Corbyn’s Brexit policy likely to be challenged at Labour conference
More than 150 constituency Labour parties (CLPs) have been considering mounting a challenge to Jeremy Corbyn’s Brexit policy at conference this autumn, with an apparent rise in support for a referendum on a final deal among some of his key allies.
A handful of the local parties, some of them in leave-voting constituencies, have already agreed to adopt a motion for a public vote on Theresa May’s deal with an option to remain in the European Union. Others were expected to decide in the coming weeks.
Support for a fresh vote has also been quietly growing in Momentum, the Corbyn-supporting grassroots group which played a crucial role in preventing activists at last year’s conference from getting a vote on the party’s Brexit stance.
Meanwhile, there has been increasing pressure from within the unions, including Unite, to join the Transport Salaried Staffs’ Association (TSSA) – whose leader, Manuel Cortes, firmly backs Corbyn – in giving the public a final say.
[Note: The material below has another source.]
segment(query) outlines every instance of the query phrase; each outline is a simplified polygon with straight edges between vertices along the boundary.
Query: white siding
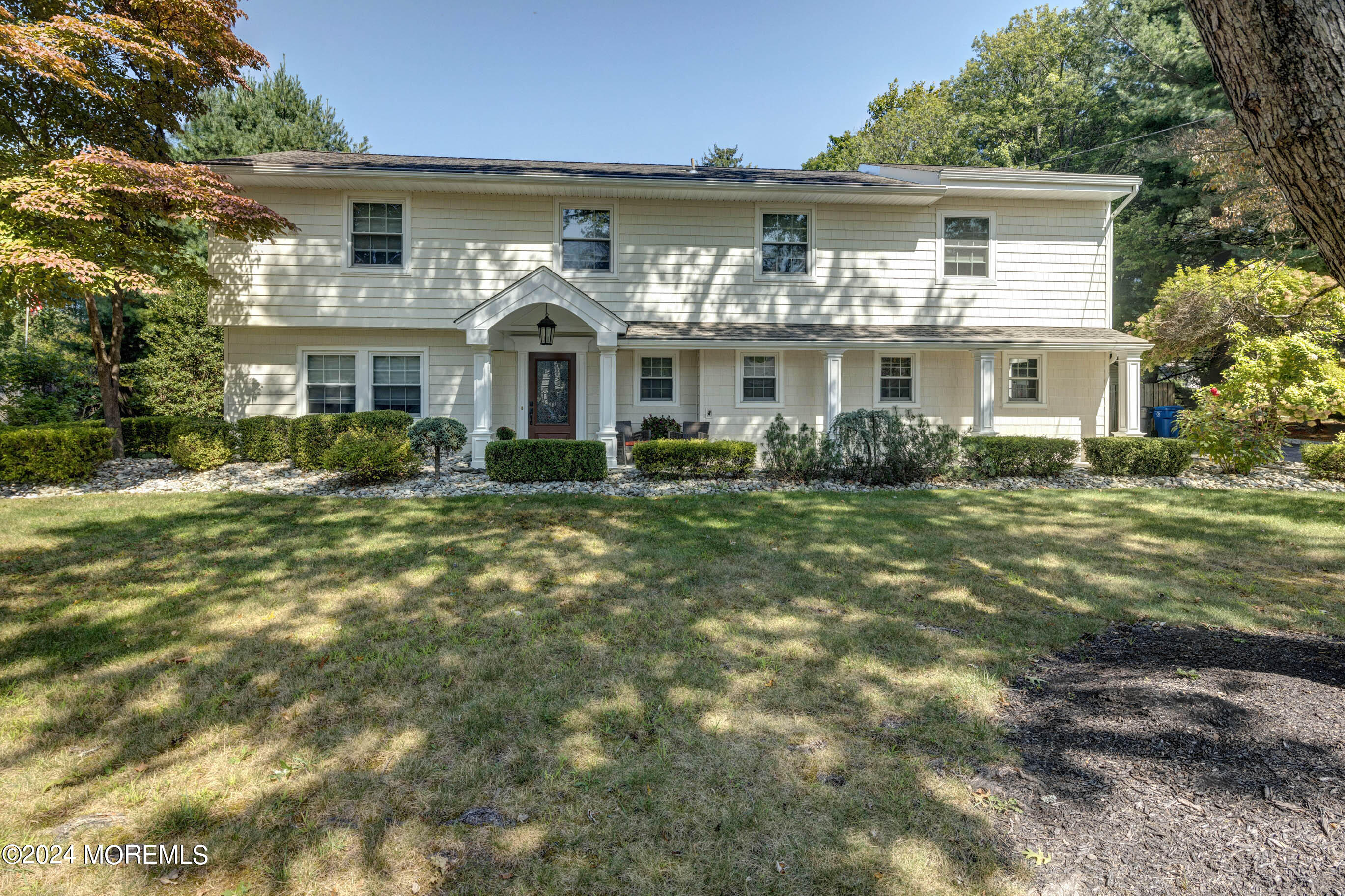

Some of the Labour leader’s closest political allies, including John McDonnell, were understood to have advised him to leave the prospect of a second referendum “on the table”, although they have said they would prefer a general election.
Senior Labour insiders have expressed concern about the scale of feeling among the party grassroots, and in particular young Labour voters, on the leadership’s opposition to a second referendum on an eventual Brexit deal.
However, Corbyn has repeatedly said that it was not currently Labour policy to back a fresh vote. He said earlier this month: “It’s not our policy to have a second referendum, it’s our policy to respect the result of the referendum.” But when asked to rule it out in all circumstances he has been more equivocal.